I initially incised the forehead flap edges and carefully dissected the flap off in the subcutaneous plane in order to keep the flap as thin as possible. Once this was accomplished, there was a large bulk of soft tissue still present overlying the nose. Radical debulking of this tissue was then performed overlying the previous skin graft and reconstructing the nasal mucosa. An extensive amount of subcutaneous tissue and fascia was resected as part of this debulking. This measured 3.5 x 3 cm in area.
Mucosal advancement flap 3.5 x 3 cm
After thinning of the forehead flap and debulking of the remainder of the nose, examination of the residual nasal mucosa revealed significant contracture leading to loss of nasal height. This layer similarly had to be carefully released in order to allow for recreation of the height of the nose. As result, a mucosal flap measuring 3.5 x 3 cm was elevated and then carefully advanced inferiorly in order to get as much length as possible. Once this mucosa was advanced as much as possible, we then proceeded with performing the reconstruction of the underlying cartilaginous framework of the nose.
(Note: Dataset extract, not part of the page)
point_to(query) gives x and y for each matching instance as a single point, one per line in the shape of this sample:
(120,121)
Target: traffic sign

Reconstruction of right nose with cadaver rib graft
Given the patient's older age of 68, rather than harvesting rib autogenously, I chose to proceed with use of cadaveric rib graft. This cartilage was carefully cut into thin strips measuring roughly a millimeter 1.25 mm in thickness. The rib cartilage was not thick enough to provide the full 3.5 cm of height in a single layer. Therefore, 2 strips of rib cartilage were utilized to reconstruct the nasal framework. The strips were placed horizontally and anchored laterally to the periosteum. Medially, the cartilage grafts were buried on the undersurface of the upper lateral and lower lateral nasal cartilage remnants. These were sutured into position with 4-0 PDS sutures.
After the framework was put in place, the mucosal advancement flaps were stretched out overlying the cartilage and sutured to the cartilage utilizing 4-0 chromic sutures.
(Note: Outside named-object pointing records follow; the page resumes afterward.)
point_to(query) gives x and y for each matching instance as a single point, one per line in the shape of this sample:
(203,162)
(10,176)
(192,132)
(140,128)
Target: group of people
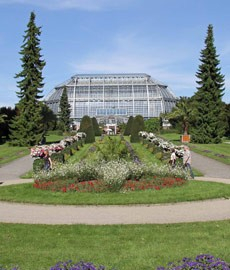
(187,159)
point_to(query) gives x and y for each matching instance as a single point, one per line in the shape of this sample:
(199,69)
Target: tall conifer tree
(27,127)
(209,126)
(65,111)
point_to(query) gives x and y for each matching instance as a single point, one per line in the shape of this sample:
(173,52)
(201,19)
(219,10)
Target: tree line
(205,116)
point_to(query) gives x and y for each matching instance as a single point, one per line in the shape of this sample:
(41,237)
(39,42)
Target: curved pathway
(209,210)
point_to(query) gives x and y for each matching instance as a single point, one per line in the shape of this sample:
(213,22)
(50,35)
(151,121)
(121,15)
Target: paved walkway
(139,214)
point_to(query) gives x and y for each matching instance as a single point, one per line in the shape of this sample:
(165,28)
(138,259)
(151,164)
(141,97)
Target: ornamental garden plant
(110,165)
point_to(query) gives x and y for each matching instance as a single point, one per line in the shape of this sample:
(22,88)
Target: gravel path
(139,214)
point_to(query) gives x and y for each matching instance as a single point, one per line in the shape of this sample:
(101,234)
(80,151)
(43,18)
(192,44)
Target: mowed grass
(121,247)
(192,191)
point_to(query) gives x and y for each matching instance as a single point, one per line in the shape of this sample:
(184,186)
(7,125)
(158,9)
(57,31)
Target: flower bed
(204,262)
(155,183)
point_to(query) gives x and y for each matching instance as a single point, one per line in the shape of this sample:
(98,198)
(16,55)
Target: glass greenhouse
(110,96)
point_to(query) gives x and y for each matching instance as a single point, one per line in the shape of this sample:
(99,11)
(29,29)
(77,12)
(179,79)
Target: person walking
(187,159)
(47,161)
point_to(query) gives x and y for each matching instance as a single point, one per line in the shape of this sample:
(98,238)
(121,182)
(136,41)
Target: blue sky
(162,38)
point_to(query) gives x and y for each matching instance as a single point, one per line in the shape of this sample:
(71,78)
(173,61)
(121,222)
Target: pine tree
(208,103)
(138,125)
(65,111)
(96,128)
(27,128)
(87,127)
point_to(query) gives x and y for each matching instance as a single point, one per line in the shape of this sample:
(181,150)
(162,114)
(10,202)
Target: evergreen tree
(65,111)
(138,125)
(86,126)
(26,127)
(129,124)
(208,103)
(96,128)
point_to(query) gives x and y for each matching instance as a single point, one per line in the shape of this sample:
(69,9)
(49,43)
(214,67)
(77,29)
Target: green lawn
(123,247)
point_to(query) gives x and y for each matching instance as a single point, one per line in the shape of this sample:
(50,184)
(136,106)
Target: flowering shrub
(110,176)
(165,145)
(204,262)
(114,174)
Once the cartilage grafts were anchored into position, I then proceeded to suture the forehead flap back into position. After the debulking, the length of the flap was improved and was able to be brought to the edge of the nasal mucosa. This was brought together along the nasal margin utilizing 5-0 chromic sutures. Anteriorly, the margins of the flap were carefully trimmed to optimize nasal contour. 5-0 Monocryl sutures were utilized to close the dermis both anteriorly and posteriorly along the nasal cheek junction. Anteriorly, the skin was sutured together with running sutures of 6-0 nylon. Laterally, the skin along the nasal cheek junction was brought together with interrupted and running sutures of 5-0 plain gut.
Examination of the nasal airways
Finally, some comment should be made about the patient's nasal airways. Preoperatively, the patient had stated that he felt like he was unable to breathe through his nose. Examination of the right side of his nose revealed that the nasal passages were completely patent. However, examination on the left side revealed deviation of the remnant of the septum into the left nasal airway, presumably made worse from some of the retraction of the flap which deviated the nasal tip slightly to the right. Because of this, the septum appeared to be obstructing the patient's left nasal airway passage.
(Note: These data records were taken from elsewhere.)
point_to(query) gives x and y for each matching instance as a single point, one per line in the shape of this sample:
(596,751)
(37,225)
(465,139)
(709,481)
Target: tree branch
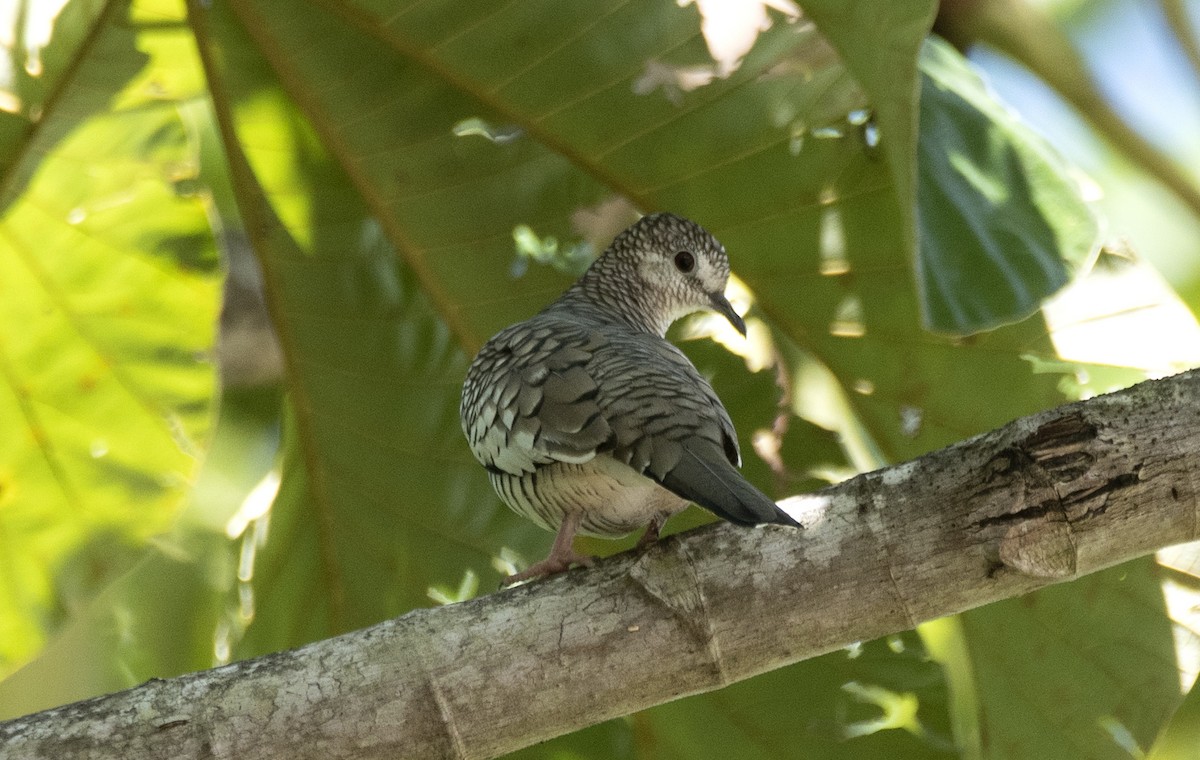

Based on this examination, I suspect that the patient has empty nose syndrome on the right side due to his cancer resection. As result, although he is able to breathe through his right nose, lack of sensation regarding this gives him the feeling that he is choking. This is made worse by the fact that his left nasal airway has been worsened due to some of the skewing of the septum into the left side. To help with this, Doyle splints were placed bilaterally to try to create more of a patent nasal airway.